Fri Jun 25 09:49:16 CEST 2010

P.J. Eby writes:

 > This doesn't have to be in the functions; it can be in the 
 > *types*.  Mixed-type string operations have to do type checking and 
 > upcasting already, but if the protocol were open, you could make an 
 > encoded-bytes type that would handle the error checking.

Don't you realize that "encoded-bytes" is equivalent to use of a very
limited profile of ISO 2022 coding extensions?  Such as Emacs/MULE
internal encoding or TRON code?  It has been tried.  It does not work.

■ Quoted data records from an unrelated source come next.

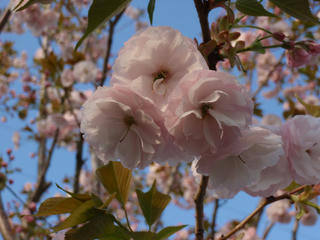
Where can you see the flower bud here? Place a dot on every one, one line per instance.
(3, 180)
(279, 36)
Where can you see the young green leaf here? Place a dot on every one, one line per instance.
(101, 227)
(152, 203)
(58, 205)
(81, 214)
(116, 179)
(143, 235)
(252, 8)
(151, 6)
(168, 231)
(101, 11)
(296, 8)
(311, 109)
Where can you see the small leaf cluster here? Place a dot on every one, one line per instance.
(97, 221)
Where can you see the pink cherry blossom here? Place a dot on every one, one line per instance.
(279, 211)
(271, 179)
(154, 60)
(85, 71)
(301, 137)
(241, 164)
(208, 109)
(67, 78)
(119, 124)
(297, 57)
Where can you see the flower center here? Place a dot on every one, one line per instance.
(158, 80)
(163, 74)
(205, 107)
(129, 121)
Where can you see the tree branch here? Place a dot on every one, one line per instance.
(266, 202)
(79, 164)
(42, 185)
(4, 19)
(203, 10)
(199, 198)
(214, 218)
(5, 227)
(112, 24)
(295, 229)
(267, 230)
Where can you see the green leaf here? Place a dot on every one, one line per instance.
(151, 6)
(116, 179)
(101, 227)
(299, 9)
(101, 11)
(143, 235)
(79, 196)
(152, 203)
(311, 109)
(81, 214)
(108, 201)
(58, 205)
(168, 231)
(252, 8)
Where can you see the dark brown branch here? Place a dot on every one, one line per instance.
(5, 227)
(266, 202)
(295, 229)
(214, 218)
(202, 7)
(112, 24)
(79, 164)
(203, 10)
(199, 199)
(44, 163)
(4, 19)
(267, 230)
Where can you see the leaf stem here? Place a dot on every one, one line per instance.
(127, 218)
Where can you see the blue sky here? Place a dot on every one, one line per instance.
(180, 15)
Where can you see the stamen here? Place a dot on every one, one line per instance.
(205, 109)
(160, 75)
(241, 159)
(129, 121)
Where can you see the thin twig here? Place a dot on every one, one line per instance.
(199, 199)
(79, 164)
(265, 81)
(295, 229)
(5, 227)
(42, 185)
(266, 202)
(4, 19)
(203, 10)
(214, 218)
(16, 195)
(267, 230)
(127, 218)
(112, 24)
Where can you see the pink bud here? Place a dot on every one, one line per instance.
(297, 57)
(278, 36)
(4, 164)
(9, 151)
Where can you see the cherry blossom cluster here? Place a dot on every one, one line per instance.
(164, 105)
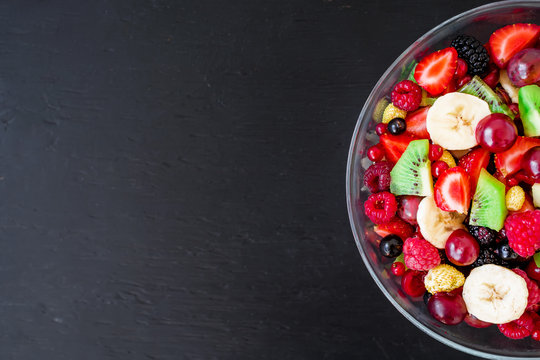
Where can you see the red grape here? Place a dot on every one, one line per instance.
(461, 248)
(496, 132)
(447, 308)
(524, 67)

I understand how types can do such checking; my point is that the
encoded-bytes type doesn't have enough information to do it in the
cases where you think it is better than converting to str.  There are
*no useful operations* that can be done on two encoded-bytes with
different encodings unless you know the ultimate target codec.  The
only sensible way to define the concatenation of ('ascii', 'English')
with ('euc-jp','ÆüËÜ¸ì') is something like ('ascii', 'English',
'euc-jp','ÆüËÜ¸ì'), and *not* ('euc-jp','EnglishÆüËÜ¸ì'), because you
don't know that the ultimate target codec is 'euc-jp'-compatible.
Worse, you need to build in all the information about which codecs are
mutually compatible into the encoded-bytes type.  For example, if the
ultimate target is known to be 'shift_jis', it's trivially compatible
with 'ascii' and 'euc-jp' requires a conversion, but latin-9 you can't
have.

 > (Btw, in some earlier emails, Stephen, you implied that this could be 
 > fixed with codecs -- but it can't, because the problem isn't with the 
 > bytes containing invalid Unicode, it's with the Unicode containing 
 > invalid bytes -- i.e., characters that can't be encoded to the 
 > ultimate codec target.)

No, the problem is not with the Unicode, it is with the code that
allows characters not encodable with the target codec.  If you don't
have a target codec, there are ascii-safe source codecs, such as
'latin-1' or 'ascii' with surrogateescape, that will work any time
that bytes-oriented processing can work.